Note the program is compiled by mpicxx, which depends on the PMI implementation of corresponding MPIs. The PMI for compiling (provided by mpi) and for running (srun provided by slurm or mpirun provided by mpi ) should be the same. If not, the common error is each process think itself as a standalone rank 0 process.

To make them consistent, there are two approaches. Firstly, compile slurm with more PMI support or secondly, compile corresponding mpi implementation with slurm PMI support. Note the supported PMI is very limited for apt installed slurm and the pmi header file is also missing for a standard package installation indicating compiling mpi implmentations with slurm PMI support is also subtle.

Therefore, the best practice with minimal maintence effort here is always using mpirun within sbatch script and avoid srun.

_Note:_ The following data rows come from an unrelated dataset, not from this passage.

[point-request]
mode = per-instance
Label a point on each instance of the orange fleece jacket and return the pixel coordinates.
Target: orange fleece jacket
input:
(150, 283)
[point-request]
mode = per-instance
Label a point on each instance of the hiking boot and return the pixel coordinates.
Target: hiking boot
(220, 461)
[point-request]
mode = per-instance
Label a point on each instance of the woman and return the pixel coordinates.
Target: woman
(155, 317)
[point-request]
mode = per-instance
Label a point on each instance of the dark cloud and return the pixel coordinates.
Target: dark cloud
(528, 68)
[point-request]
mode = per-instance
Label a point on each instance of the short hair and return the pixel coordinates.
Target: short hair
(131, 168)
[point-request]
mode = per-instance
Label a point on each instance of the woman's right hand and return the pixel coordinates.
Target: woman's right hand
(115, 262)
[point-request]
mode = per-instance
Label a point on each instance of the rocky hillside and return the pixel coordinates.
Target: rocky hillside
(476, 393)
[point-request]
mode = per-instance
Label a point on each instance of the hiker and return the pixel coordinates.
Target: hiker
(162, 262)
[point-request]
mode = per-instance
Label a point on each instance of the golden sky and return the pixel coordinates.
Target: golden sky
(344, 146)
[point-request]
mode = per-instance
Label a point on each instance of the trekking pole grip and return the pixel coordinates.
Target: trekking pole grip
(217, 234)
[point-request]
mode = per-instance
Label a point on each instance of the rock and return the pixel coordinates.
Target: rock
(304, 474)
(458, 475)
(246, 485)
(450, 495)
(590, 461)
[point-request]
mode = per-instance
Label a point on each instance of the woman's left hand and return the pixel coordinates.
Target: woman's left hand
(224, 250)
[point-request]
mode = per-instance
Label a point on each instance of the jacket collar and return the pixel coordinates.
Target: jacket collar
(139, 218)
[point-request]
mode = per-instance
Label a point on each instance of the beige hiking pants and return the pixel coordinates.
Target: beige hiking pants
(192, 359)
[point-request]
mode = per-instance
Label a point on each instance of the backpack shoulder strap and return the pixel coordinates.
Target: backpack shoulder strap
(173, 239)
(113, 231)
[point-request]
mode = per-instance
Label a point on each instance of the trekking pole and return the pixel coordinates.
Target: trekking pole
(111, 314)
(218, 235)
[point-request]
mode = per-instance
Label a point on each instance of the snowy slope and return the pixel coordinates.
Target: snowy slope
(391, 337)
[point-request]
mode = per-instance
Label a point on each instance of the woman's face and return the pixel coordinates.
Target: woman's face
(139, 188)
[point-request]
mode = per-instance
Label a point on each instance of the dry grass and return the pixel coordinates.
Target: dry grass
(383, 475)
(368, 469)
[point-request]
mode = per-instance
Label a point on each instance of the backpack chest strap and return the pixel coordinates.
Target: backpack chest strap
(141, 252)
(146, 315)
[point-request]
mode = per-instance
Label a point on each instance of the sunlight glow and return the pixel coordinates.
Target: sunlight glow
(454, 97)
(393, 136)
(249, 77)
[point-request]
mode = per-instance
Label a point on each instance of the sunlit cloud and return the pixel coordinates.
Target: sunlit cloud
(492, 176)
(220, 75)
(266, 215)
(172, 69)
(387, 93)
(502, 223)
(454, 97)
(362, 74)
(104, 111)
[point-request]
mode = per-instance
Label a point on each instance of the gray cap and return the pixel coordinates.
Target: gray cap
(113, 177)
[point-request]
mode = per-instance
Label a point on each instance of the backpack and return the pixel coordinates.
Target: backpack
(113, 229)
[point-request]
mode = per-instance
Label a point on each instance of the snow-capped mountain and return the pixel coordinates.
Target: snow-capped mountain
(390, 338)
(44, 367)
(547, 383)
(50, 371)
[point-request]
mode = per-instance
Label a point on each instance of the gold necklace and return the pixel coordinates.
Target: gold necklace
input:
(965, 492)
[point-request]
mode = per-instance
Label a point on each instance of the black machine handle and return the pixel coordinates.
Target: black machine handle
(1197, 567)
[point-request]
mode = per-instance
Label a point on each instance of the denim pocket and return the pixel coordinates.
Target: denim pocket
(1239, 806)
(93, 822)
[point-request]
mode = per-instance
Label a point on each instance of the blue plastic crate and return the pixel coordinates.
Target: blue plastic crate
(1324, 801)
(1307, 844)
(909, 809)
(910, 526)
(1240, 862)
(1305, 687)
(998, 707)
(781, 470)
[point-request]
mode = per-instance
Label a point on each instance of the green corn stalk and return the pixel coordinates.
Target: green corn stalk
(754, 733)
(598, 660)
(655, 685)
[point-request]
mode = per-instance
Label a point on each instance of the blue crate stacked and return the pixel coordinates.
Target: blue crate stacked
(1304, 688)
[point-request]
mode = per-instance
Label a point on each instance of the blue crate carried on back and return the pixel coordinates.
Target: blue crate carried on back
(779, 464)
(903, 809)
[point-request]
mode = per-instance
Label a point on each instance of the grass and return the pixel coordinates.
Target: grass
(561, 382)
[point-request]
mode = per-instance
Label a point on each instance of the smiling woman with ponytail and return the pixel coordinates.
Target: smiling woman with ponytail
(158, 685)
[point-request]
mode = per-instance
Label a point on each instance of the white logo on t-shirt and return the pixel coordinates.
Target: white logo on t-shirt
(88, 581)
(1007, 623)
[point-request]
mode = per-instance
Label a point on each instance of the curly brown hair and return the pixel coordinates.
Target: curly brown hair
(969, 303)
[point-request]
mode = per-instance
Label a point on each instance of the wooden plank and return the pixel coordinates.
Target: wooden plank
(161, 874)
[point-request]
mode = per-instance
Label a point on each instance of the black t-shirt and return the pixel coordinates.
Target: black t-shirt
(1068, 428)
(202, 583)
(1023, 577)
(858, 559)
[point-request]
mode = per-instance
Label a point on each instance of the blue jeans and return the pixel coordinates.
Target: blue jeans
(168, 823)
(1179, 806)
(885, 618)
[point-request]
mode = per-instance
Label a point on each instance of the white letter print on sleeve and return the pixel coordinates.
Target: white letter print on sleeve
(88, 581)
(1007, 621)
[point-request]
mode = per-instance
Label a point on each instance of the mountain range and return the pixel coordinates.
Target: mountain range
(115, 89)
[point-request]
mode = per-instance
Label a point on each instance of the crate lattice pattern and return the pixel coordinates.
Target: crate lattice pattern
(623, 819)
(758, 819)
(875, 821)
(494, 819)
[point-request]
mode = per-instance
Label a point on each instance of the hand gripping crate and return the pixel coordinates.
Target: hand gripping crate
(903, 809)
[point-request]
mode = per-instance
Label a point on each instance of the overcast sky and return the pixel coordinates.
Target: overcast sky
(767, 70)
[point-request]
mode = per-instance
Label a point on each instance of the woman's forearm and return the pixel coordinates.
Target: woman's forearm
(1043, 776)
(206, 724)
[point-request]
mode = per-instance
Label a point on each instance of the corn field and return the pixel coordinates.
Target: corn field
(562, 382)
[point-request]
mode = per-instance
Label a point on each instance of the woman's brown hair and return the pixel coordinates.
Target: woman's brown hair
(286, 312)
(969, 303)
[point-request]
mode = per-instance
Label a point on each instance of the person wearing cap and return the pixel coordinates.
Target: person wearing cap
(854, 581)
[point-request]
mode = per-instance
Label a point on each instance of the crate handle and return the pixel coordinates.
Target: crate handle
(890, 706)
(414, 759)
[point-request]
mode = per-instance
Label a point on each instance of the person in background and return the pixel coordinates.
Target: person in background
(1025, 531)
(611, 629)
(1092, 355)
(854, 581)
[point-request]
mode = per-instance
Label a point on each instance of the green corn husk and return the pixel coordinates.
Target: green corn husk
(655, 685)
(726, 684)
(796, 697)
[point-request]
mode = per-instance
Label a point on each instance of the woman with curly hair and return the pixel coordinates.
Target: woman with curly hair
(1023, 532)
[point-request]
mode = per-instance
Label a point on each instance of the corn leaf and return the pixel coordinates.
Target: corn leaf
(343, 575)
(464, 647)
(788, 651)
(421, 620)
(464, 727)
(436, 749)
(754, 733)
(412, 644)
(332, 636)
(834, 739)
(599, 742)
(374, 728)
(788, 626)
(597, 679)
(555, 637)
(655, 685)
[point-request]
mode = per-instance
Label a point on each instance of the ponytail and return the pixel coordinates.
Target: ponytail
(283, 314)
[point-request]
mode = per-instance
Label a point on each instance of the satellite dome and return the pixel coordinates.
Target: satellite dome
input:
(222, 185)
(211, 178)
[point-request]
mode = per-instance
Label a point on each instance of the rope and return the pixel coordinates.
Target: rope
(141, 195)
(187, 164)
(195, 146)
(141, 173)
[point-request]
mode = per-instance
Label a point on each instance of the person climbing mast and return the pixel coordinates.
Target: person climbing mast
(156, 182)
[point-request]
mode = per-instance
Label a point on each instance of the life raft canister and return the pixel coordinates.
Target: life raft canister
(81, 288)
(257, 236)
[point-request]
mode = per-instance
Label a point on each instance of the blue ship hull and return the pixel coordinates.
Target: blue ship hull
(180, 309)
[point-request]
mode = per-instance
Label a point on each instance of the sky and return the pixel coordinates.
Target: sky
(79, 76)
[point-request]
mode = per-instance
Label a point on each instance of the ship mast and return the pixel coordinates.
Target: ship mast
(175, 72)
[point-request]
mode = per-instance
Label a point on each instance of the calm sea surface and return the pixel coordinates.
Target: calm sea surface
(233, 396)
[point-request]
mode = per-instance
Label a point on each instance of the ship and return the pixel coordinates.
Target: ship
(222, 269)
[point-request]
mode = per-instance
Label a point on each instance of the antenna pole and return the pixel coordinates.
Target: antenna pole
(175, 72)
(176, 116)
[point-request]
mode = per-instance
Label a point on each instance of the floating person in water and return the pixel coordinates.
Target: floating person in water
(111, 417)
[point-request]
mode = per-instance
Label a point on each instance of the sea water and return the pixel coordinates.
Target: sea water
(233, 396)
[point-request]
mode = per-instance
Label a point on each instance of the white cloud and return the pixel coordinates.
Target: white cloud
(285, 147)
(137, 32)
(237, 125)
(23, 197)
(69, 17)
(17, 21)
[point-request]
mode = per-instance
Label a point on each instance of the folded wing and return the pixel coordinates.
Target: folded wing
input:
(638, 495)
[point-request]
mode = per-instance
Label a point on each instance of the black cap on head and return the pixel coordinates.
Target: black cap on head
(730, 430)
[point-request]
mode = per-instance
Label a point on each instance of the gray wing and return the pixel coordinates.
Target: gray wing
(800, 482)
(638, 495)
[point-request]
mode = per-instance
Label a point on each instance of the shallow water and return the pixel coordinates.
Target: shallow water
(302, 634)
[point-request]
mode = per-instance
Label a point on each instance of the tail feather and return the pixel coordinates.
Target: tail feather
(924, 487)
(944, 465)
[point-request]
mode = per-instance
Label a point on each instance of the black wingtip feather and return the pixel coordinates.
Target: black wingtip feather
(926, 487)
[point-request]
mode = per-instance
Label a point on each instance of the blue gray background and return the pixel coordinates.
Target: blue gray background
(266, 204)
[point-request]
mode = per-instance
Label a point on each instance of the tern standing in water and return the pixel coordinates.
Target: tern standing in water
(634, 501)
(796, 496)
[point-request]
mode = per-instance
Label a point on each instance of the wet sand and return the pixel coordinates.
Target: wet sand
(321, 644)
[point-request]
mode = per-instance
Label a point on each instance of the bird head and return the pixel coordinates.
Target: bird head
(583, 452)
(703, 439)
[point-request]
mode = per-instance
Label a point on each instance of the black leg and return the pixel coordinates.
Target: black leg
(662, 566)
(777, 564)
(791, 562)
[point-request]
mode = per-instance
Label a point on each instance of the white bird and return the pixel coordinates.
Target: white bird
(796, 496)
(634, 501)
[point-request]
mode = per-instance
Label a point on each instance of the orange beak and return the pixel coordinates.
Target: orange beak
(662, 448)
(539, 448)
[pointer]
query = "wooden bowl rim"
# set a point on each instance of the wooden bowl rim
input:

But sbatch script is still highly recommended way to submit tasks instead of directly using mpirun -host <hostname,list>. Firstly, the sbatch task management is under the control and accounting of slurm, and the task would be running even after logout. Secondly, the enviroment variables in the master node would broadcast to the computing nodes before the task is beginning which is very handy. Besides, for mpirun to be available on compute node, ORTE need ssh connection, which is closed by pam plugin of slurm, so the only way to run jobs on compute nodes is via slurm interface.

MPI and OPENMP hybrid

Remember the -fopenmp flag for mpicc,(use -openmp for the Intel compiler and -mp for the PGI compiler) the others are similar to mpi workflow. See here and here for script demos. Also see nice c code explicity using MPI and pthreads here. Remember adjusting enviroment variables OMP_NUM_THREADS and KMP_AFFINITY for a better performance, see intel doc for affinity config.

Direct mpiexec is not allowed for root.

cron like job

See here, and example sbatch script below.

#!/bin/bash
#SBATCH --job-name=cron
#SBATCH --begin=now+7days
#SBATCH --dependency=singleton
#SBATCH --time=00:02:00
#SBATCH --mail-type=FAIL


## Insert the command to run below. Here, we're just storing the date in a
## cron.log file
date -R >> $HOME/cron.log

## Resubmit the job for the next execution
sbatch $0

parallel job array submission

See here and here and here in Mandarin

For job arrays, some import notes. Use # SBATCH --array=1-5 to name the job as jobid_1 and so on. In the sbatch script, use env var ${SLURM_ARRAY_TASK_ID} to call the id for specific tast. And for -N or -n in slurm, just use the value for one task. %A in the #SBATCH line becomes the job ID%a in the #SBATCH line becomes the array index. See here for more user case demo.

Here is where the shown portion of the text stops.